Medyadaki şarkıyı dinlerken yazmıştım bu bölümü sözleri de tuhaf bi şekilde oturdu yani. Öyle koyuyorum ama dinlemeseniz de olur müzik zevkimi genelde kimse sevmez çünkü laşksşdlksdşal


---



"Çok teşekkür ederiz." Luhan şehir meydanında duran arabaya eğilerek minnet dolu bir sesle teşekkür ettiğinde Sehun boş bakışlarıyla sadece bir an önce gitmelerini beklemişti.

"Ne demek. Dilerim hep birlikte olursunuz!" Arabanın kızların gülüşme sesleri arasında hareket etmesinin ardından Sehun nihayet içinde biriktirdiği o bıkkınlık dolu nefesi dışarı çıkarmış ve saçlarını sinirle birbirine katmıştı.

"Sakın. En ufak bir şey söyleyeyim deme." Luhan'ın gülen yüzünü gördüğünde daha sinirlenmiş ve bir şey söyleyip bunun şiddetlenmesine engel olmak istemişti.

"Üstte olmak istemiyorsan sorun yok sevgilim. Bu görevi seve seve üstlenebilirim." 

Luhan bütün dişlerini gösterip, gözleri tek çizgi halini alana kadar gülümsediğinde artık zorlayacağı bir sınırı kalmamıştı ama uzun olanın.

"Oyun oynamayı keser misin?!" Hızla üzerine yürüdüğünde Luhan geniş göğse ellerini koyarak onu durdurmuştu.

"Niye? Ben çok eğleniyordum ama." Avuçlarının hemen altındaki tshirtü tutup kendine doğru çekerken aralarında kalan mesafeyi çok az bir araya dönüştürmüştü. Luhan küstah bir ışıltıyla gözlerini ondan uzun olana dikmiş, yarım ağız gülüyordu.

"Diğer yanağına da aynısını, hatta daha da fazlasını yapmamı istemiyorsan benden uzak dursan iyi edersin Luhan." Yakın mesafeden adeta hırlayarak söylediği bu sözün ardından kendinden kısa olan alnın ortasına sertçe parmağını bastırarak geri itmişti. 

Başka bir şey söylemeden, belki de başka bir şey söylemesine izin vermemek için hızla arkasını dönüp Luhan'ın gideceği yönün tersine ilerlemişti.

"Yarın şirkette görüşürüz sevgilim!" Luhan arkasından el sallarken yüzünde oldukça büyük bir gülümseme vardı.

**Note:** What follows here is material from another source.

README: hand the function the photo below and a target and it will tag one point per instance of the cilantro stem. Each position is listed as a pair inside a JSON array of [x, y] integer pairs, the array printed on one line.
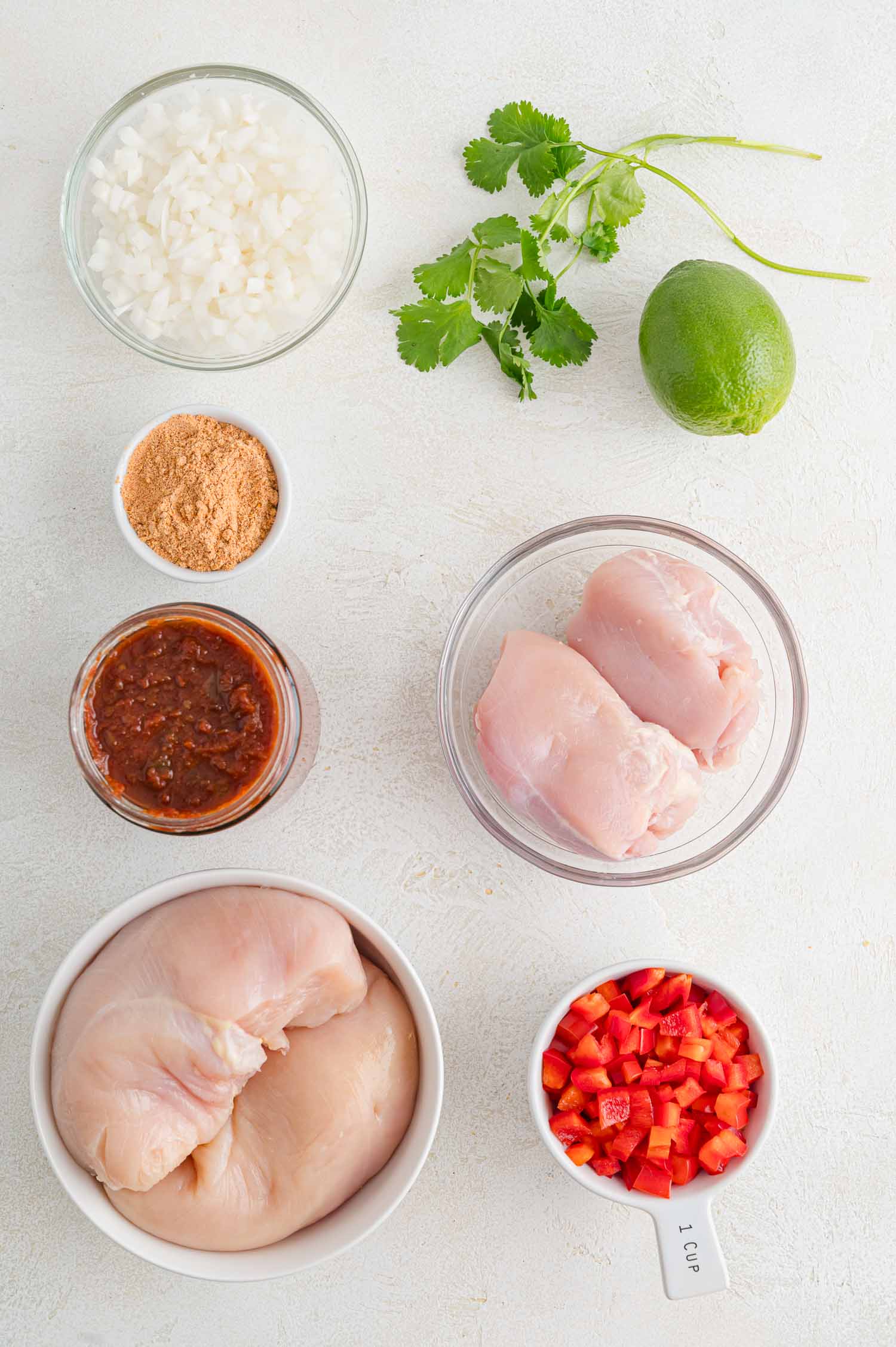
[[713, 215]]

O da Sehun'un yaptığı gibi arkasını dönüp kendi yoluna ilerlerken gülmeye devam ediyordu. Belki oldukça korkunç birer ikili olmuşlardı ancak Luhan'ın hiçbir zaman kolay ve basit şeyleri sevdiği söylenemezdi.

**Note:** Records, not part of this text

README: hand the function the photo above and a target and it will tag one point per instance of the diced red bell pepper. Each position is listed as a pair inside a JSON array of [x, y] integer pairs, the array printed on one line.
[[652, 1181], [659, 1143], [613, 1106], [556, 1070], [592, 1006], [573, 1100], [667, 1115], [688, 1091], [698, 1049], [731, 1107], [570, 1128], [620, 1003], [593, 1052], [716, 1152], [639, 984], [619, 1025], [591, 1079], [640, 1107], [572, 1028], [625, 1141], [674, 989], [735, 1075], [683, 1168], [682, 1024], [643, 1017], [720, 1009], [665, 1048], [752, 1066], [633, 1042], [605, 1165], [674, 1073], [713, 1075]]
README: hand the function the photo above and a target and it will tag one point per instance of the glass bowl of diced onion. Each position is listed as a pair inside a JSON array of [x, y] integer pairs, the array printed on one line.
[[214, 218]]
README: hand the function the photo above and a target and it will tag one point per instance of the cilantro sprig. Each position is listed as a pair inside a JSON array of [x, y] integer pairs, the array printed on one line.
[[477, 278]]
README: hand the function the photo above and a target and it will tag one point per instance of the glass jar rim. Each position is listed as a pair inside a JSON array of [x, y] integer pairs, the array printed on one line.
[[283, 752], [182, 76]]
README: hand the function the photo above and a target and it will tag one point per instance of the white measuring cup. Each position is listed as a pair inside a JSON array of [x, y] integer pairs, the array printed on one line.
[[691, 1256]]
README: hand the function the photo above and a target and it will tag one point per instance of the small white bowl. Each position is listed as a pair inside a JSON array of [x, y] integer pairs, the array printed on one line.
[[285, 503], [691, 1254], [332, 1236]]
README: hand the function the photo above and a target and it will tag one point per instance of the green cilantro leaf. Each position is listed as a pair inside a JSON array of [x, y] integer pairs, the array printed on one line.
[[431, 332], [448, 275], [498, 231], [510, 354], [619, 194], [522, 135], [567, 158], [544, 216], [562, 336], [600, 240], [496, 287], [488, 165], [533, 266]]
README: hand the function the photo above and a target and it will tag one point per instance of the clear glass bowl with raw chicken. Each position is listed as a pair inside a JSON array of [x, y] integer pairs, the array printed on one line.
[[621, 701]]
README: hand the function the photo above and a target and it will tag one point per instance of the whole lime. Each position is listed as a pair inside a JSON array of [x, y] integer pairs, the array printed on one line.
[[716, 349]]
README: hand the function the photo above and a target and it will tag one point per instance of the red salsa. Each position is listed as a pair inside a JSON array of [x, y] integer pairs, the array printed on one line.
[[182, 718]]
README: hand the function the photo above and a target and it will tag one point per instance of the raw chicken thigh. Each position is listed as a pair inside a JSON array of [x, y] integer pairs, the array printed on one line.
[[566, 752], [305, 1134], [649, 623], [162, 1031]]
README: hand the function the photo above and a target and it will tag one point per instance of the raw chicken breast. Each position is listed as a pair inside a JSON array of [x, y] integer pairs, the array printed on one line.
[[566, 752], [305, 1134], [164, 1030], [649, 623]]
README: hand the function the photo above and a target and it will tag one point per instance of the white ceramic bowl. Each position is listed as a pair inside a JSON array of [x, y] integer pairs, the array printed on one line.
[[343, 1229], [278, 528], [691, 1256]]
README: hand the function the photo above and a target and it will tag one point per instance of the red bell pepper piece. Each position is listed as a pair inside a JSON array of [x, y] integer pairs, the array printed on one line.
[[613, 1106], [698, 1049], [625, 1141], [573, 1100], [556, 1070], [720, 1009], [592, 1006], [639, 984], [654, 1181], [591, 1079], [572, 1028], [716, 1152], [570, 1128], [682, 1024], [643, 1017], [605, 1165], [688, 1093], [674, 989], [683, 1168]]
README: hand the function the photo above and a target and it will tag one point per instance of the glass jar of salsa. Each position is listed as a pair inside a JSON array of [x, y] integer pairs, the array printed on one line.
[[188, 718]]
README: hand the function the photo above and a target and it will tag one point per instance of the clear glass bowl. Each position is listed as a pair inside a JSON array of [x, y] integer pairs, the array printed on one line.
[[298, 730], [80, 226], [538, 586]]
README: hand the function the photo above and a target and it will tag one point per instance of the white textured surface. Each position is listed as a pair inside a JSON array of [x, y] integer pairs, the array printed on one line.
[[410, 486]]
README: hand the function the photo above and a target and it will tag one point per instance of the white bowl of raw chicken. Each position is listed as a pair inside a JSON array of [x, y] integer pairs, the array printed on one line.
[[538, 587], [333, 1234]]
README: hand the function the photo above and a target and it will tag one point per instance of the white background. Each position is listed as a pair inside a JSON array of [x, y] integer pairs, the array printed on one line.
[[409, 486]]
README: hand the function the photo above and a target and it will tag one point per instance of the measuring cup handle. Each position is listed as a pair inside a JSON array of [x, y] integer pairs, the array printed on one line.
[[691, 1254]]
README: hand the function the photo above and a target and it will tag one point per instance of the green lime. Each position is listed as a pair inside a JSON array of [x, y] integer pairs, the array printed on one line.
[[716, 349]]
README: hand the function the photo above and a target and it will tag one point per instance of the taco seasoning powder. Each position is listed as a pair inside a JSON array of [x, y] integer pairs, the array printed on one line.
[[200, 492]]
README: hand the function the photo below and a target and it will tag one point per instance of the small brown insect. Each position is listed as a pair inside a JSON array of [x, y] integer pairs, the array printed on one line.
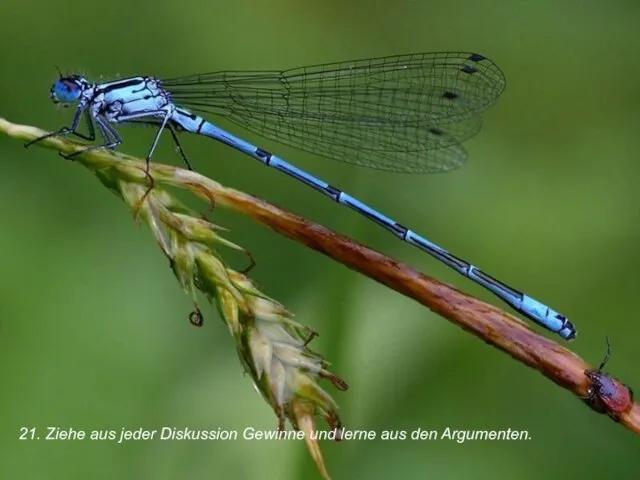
[[606, 393]]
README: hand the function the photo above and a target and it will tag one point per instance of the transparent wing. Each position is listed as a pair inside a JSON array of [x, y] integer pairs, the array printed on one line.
[[407, 113]]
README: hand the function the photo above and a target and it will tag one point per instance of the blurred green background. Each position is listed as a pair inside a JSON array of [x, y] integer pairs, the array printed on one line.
[[93, 326]]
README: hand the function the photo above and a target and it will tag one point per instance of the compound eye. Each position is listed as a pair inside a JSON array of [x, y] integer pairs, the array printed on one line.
[[66, 90]]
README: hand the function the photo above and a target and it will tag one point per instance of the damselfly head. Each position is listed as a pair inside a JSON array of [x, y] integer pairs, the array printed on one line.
[[67, 90]]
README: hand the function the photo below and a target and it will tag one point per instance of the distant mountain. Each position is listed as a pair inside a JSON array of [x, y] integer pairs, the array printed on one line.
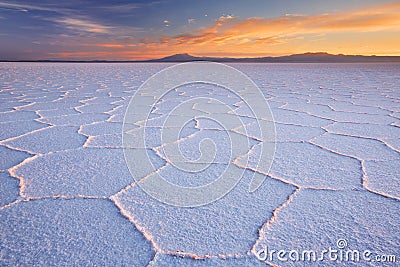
[[320, 57]]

Belki de onu çeken şey tam olarak onun sert davranışlarıydı. Bakışlarındaki koyuluğun altına sakladığı o şefkat dolu kişiye inanmak istiyordu, orada daha iyi birinin olduğuna dair kendini kandırmak istiyordu. 

Onu bulana kadar ki süre içinde onun bu davranışlarını kabul edebilirdi.

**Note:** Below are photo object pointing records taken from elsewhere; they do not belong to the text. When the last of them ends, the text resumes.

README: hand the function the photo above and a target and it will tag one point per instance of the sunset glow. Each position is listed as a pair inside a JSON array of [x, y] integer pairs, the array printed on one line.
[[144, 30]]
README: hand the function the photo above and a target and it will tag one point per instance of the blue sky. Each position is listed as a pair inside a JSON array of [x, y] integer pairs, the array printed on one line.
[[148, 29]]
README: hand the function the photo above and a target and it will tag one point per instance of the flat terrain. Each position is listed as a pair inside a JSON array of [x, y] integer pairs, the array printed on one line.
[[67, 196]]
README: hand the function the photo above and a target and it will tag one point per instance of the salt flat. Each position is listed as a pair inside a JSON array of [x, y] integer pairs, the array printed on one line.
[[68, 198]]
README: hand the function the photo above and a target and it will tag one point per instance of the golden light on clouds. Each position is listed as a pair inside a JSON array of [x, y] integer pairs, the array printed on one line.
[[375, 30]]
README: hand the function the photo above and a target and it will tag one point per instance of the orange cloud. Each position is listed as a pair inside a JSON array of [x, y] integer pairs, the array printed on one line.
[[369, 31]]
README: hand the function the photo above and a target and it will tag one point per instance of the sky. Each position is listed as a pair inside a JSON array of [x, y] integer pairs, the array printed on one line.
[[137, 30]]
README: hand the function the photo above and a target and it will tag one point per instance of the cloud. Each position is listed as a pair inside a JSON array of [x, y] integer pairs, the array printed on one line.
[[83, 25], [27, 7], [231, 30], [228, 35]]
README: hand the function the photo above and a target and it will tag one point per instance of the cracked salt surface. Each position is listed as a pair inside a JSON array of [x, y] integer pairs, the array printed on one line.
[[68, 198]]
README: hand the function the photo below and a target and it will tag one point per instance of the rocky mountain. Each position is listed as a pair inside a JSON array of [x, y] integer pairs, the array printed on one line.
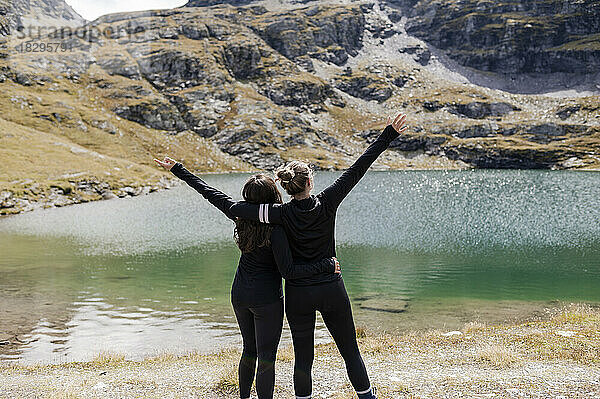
[[249, 85], [514, 36]]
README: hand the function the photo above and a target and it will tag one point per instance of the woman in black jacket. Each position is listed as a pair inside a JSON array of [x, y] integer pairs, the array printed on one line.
[[256, 293], [309, 222]]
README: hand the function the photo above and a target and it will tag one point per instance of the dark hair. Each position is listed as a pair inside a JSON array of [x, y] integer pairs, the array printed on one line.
[[249, 234], [294, 176]]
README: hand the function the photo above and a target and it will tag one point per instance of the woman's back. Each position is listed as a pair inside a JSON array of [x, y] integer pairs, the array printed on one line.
[[310, 222]]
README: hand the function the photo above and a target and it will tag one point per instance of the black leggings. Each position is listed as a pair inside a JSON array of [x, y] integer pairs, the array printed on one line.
[[261, 330], [331, 300]]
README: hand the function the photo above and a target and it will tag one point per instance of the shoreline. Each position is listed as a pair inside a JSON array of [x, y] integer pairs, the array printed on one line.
[[554, 357]]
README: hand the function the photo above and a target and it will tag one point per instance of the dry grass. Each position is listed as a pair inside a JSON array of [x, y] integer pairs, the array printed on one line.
[[497, 355], [106, 359], [473, 327]]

Ve belki de bu şekilde ona kaçmayacağını, korkmadığını ve yanında kalacağını gösterebilirdi de.

Çünkü gördüğü kadarıyla sessizlik ve yalnız istediğini sanan o aptalın asıl ihtiyacı olan şey ne kadar kötü biri olursa olsun onun yanında kalacak biriydi.

O kısa ve anlam yüklü bakışlardan çıkartabildiği tek şey belki de buydu çünkü. Sanki yumuşamak, kim olduğunu bir anlık da olsa bırakmak ve kapılarını açmak istiyor gibiydi.

Ona ne kadar kötü davranırsa davransın Luhan geri durmaktan kendini alamıyordu bir türlü. Çünkü giderek sönmesi yerine içinde büyüyen umudu giderek alevleniyordu.